A reforma já deveria ter sido tema das eleições de 2014. Mas a propaganda de João Santana para a chapa vencedora falava que direitos não seriam mexidos “nem que a vaca tussa”. Enquanto isso, o opositor falava em “rever” o fator previdenciário – sugerindo acabar com o puxadinho que controlava o gasto na ausência de uma idade mínima.
Ajustes
Já em 2014 os ajustes começaram. Há cinco anos era editada a Medida Provisória 664, que reformava a pensão por morte: seu ponto principal, contudo, foi rejeitado pelo Congresso (a redução da pensão por morte em famílias com poucos dependentes, que terminou constando da reforma da Previdência). A despesa com pensão é equivalente a quase 6 Bolsa Família no conjunto dos regimes.

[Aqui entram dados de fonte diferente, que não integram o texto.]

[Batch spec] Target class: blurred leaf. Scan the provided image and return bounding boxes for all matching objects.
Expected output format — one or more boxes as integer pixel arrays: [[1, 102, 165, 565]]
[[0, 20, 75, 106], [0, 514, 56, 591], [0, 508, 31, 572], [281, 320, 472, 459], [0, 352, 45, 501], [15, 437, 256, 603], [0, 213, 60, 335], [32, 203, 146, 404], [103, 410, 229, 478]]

Em abril de 2015, Dilma criou um fórum interministerial para analisar expressamente a sustentabilidade do sistema e suas regras de acesso, inclusive idade mínima. O fórum concluiu que deveriam ser repensados até a diferença de regras entre homens e mulheres e a previdência rural.
Já em 2016, a mensagem presidencial lida pessoalmente por Dilma na abertura dos trabalhos do Congresso colocara ao centro a reforma da Previdência, o desafio maior. Justificada pela rápida transição demográfica, que pressionava o sistema pela redução no nascimento de futuros contribuintes e aumento da expectativa de vida de beneficiários, foi assim resumida pela Presidente:
“A reforma da Previdência não é uma medida em benefício do atual governo. Seu impacto fiscal será mínimo no curto prazo. A reforma da Previdência melhorará a sustentabilidade fiscal no médio e no longo prazo, proporcionando maior justiça entre as gerações atuais e futura e sobretudo um horizonte de estabilidade ao País.”
Dilma já tinha contra si um processo de impeachment em andamento, quando decidira priorizar uma reforma complexa e pouco compreendida. “De reforma da Previdência não quero nem ouvir falar”, afirmou o presidente do seu partido.
O impeachment precedeu a apresentação da reforma, que ficou para dezembro de 2016, já sob Temer. A PEC 287 foi aprovada na Comissão de Constituição e Justiça (CCJ) da Câmara e na Comissão Especial para analisá-la.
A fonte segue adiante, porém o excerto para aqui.